DENVER — Contrary to published reports, industry experts said they do not expect beef prices at the retail level to be affected much as a result of regional storms that caused cattle prices to increase slightly.
Similar storms in previous years did not have much effect on retail prices, said Joe Schuele, spokesman for the National Cattlemen's Beef Association here and Kevin Good, senior analyst at Englewood, Colo.-based Cattle-Fax, a member-owned information organization serving producers in all segments of the cattle business. For example, they noted a 1997 storm claimed 30,000 head of cattle, but did not impact beef prices.
“Retail prices tend to be more stagnant,” Good said. “Retailers don't like to change their prices that much. There really isn't a good correlation to say we had a storm in the panhandle of Texas, Kansas and Colorado and because of that, the consumers are going to have to pay more for beef. That typically isn't the case.”
Other segments of the industry will eat the costs, Good said.
“It's the producer that tends to filter the cost, and actually right now, the packing industry is also affected,” he said. “You can see that in the reduction in slaughter levels or production in the past few weeks. They've gone dark a number of hours just because their margins aren't there. The middlemen are absorbing the loss. In this case, it's the producer, the feedlot operator and, to some degree, the packer.”
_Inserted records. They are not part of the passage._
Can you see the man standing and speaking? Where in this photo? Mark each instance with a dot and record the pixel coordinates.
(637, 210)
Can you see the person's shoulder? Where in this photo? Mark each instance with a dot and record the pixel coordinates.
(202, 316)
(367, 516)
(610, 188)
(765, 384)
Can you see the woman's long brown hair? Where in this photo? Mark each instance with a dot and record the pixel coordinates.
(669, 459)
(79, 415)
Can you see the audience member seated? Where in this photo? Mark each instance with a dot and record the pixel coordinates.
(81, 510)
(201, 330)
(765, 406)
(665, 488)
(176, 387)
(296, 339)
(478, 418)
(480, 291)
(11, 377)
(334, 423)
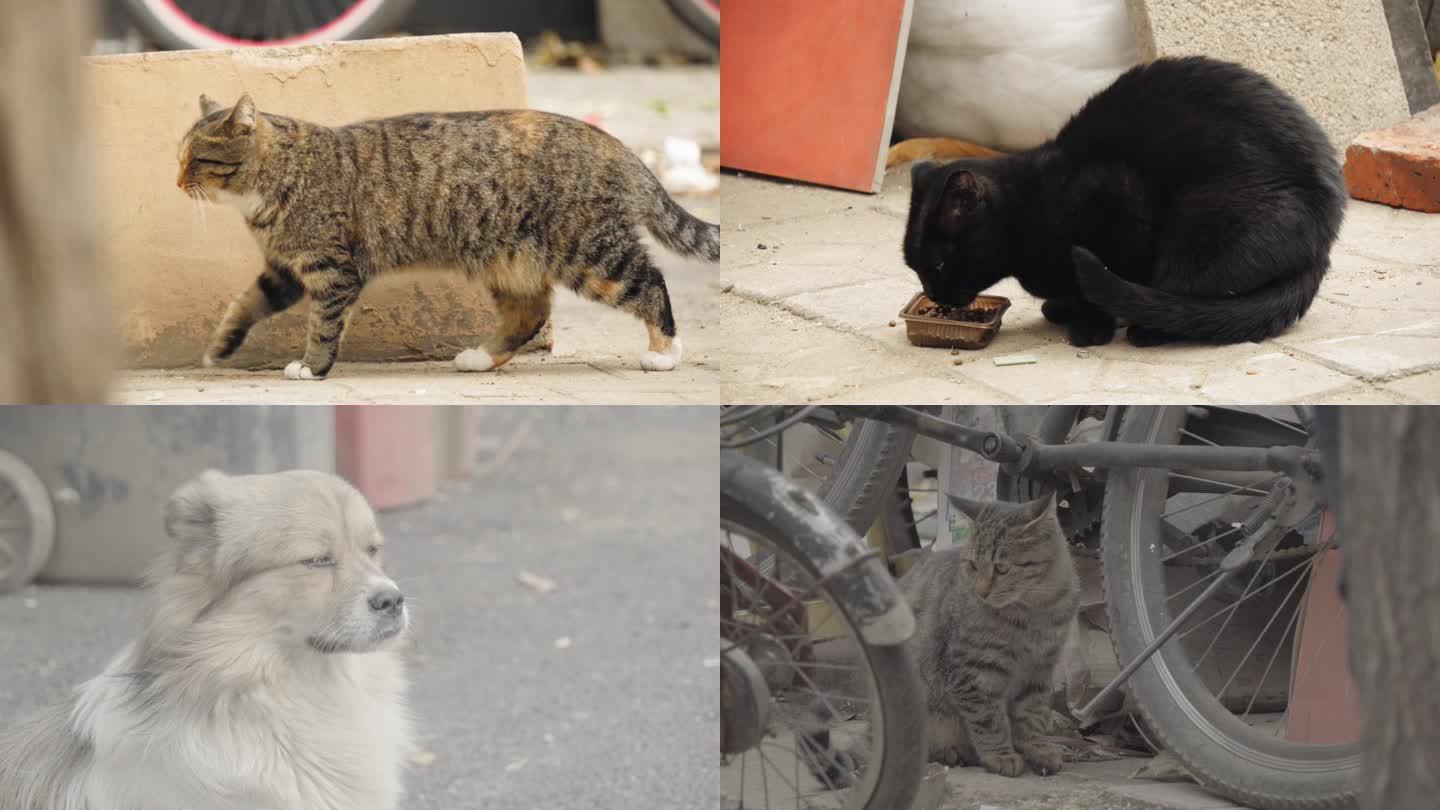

There have been serious problems with ice, sleet and power outages from Texas to Nebraska, which are major cattle-producing areas, Schuele said. As a result of the bad weather, it has been difficult and expensive to get feed to the surviving cattle, let alone increase their weight. Even though many cattle will survive, this will cause a delay in getting them ready for the market as well as increases in production costs and difficulty getting the cattle to achieve their expected weight.
“On the feedlot level, it is really going to depend on how passable the roads are and whether [the ranchers'] power has been restored in terms of getting them back into operations. For the ranchers, we're still in kind of a search-and-recovery mode,” Schuele said.
“So there's just been a kind of good news and bad news — the cattle that they've been able to find and get feed to are in pretty good condition, but there are an awful lot of them that have not been found and the window of opportunity to help them is narrowing pretty quickly.”
State officials have estimated 3,500 cattle lost in Colorado alone.
However, Good said the actual amount is probably higher, but it will be a while before ranchers find all the carcasses.
“In the feedlots alone, there have been several thousand deaths,” Schuele said. “The ranchers are not going to have a count on that for quite some time, so I don't think that we really have an accurate count on the death losses yet.”
The industry will eventually recover from this, the experts agreed.
“Where we're hit the hardest in the cattle feeding region, a lot of the cattle will just not perform as expected for the next 30, 60, 90 days,” Good said. “They're still going to be lighter than expectations, probably all the way into the spring, just because they've been damaged, so to speak. Then the next set of cattle that are placed, assuming there's no more [bad] weather through the end of the winter, you get more normal production out of them.”